GPS (geodetic) data plots showing movement at Levin and Ōtaki GPS stations. Image / GeoNet
GPS (geodetic) data plots showing movement at Levin and Ōtaki GPS stations. Image / GeoNet

Wallace described slow-slip events as common around New Zealand.

Specifically, they tended to happen within areas where the subduction zone was transitioning from being "stuck" beneath the southern North Island, to an area where the subduction zone was "creeping" further north, around Gisborne and Hawke's Bay.

 

This map shows the "stuck" (red) and "creeping" (blue) sections of the Hikurangi Subduction Zone. Image / GeoNet
This map shows the "stuck" (red) and "creeping" (blue) sections of the Hikurangi Subduction Zone. Image / GeoNet

"We see shorter events more frequently offshore the east coast, but these Kāpiti events typically only happen every five years or so and tend to last about a year," she said.

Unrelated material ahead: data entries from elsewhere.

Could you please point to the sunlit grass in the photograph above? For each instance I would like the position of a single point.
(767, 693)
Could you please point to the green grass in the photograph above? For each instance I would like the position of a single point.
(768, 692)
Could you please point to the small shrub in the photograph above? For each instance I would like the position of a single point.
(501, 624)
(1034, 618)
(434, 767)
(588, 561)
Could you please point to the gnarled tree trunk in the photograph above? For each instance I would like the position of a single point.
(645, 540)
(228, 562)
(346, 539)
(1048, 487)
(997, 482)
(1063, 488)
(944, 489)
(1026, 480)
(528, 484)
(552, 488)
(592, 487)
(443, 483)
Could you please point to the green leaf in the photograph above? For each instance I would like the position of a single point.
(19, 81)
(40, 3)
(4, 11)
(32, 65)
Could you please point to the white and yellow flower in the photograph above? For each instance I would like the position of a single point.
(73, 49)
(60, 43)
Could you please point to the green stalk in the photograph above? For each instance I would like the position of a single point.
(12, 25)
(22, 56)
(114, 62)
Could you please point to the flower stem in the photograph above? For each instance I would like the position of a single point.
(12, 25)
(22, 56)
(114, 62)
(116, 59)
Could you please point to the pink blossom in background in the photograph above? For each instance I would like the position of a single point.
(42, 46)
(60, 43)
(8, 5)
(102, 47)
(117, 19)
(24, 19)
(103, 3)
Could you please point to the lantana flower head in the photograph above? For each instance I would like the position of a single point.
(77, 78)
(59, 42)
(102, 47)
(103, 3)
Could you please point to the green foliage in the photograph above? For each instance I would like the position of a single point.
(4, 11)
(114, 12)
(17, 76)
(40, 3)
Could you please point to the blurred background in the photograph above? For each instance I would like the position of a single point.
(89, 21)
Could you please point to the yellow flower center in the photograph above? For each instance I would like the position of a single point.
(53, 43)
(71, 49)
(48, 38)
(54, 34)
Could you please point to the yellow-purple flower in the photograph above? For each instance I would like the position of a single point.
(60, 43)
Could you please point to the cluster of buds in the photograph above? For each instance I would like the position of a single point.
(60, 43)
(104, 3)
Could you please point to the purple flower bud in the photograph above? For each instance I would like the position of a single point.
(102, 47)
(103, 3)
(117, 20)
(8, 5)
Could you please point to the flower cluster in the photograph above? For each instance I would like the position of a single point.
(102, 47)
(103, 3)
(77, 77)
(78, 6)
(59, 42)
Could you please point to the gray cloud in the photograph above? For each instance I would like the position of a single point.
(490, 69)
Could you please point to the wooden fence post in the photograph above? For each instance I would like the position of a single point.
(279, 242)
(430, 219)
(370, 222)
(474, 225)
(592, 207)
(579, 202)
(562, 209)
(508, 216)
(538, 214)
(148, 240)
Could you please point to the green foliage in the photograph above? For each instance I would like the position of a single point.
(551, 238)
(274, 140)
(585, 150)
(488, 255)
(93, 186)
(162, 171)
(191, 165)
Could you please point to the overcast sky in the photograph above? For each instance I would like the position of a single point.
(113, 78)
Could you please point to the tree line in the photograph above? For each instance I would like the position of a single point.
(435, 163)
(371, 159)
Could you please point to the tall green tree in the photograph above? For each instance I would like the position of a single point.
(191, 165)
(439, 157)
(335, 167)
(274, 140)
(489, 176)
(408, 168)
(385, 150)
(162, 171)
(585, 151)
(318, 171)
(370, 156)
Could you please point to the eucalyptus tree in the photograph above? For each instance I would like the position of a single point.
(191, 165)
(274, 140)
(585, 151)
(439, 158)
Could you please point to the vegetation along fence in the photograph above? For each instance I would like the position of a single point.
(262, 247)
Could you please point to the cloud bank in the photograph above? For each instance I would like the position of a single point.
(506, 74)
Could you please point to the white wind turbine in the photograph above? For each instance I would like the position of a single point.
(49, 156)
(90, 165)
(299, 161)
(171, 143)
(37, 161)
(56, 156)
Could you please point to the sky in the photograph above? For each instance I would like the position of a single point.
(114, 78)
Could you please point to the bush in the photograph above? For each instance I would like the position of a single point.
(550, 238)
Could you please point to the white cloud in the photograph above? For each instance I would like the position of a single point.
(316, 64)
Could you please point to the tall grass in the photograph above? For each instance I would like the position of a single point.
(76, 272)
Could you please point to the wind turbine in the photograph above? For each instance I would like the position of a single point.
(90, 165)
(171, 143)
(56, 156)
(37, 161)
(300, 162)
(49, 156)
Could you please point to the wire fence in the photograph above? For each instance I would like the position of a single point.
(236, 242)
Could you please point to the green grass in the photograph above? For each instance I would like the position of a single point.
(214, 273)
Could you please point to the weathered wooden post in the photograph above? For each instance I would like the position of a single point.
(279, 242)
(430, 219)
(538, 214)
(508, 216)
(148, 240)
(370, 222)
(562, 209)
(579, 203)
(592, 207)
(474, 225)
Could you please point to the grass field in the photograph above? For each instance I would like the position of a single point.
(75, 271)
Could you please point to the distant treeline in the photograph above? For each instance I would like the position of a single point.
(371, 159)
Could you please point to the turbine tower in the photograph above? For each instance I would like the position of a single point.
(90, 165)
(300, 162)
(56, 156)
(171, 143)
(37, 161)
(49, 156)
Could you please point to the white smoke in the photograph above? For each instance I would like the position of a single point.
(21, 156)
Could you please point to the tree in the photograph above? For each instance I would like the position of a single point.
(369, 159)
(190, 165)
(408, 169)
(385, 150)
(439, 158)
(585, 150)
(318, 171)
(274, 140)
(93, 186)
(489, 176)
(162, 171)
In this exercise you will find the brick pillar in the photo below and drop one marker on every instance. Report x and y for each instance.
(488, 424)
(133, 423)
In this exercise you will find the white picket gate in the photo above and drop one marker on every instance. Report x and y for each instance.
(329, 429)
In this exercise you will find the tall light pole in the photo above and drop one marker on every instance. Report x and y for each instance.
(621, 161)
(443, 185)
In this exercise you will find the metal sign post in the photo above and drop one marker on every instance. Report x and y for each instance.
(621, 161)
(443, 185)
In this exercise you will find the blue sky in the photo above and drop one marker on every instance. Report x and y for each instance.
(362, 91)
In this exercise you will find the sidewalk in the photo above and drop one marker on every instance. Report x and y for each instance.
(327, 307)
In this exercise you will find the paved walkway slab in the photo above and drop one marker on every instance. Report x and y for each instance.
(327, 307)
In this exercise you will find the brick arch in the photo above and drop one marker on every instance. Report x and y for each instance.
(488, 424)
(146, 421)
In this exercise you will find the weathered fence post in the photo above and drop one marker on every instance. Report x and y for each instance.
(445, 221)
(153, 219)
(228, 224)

"The last time a slow-slip event occurred in this area was after the 2016 Kaikōura earthquake."

She explained the southern portion of the Hikurangi subduction zone was usually locked in place.

Source / GeoNet
Source / GeoNet

"This is the region below Wellington and Wairarapa, and is due to friction along the subduction plate boundary that keeps the plates from slipping past each other steadily," she said.

"Beneath the Wellington and Wairarapa regions, the plates have been locked together for a very long time — probably hundreds of years.

"The stress that is building up between the locked plates will eventually be relieved by a large earthquake sometime in the future."

Deeper down on the plate boundary, beneath Kāpiti and Marlborough, the plates only locked together temporarily for a few years at a time, and then slipped during slow-slip events such as the one occurring now.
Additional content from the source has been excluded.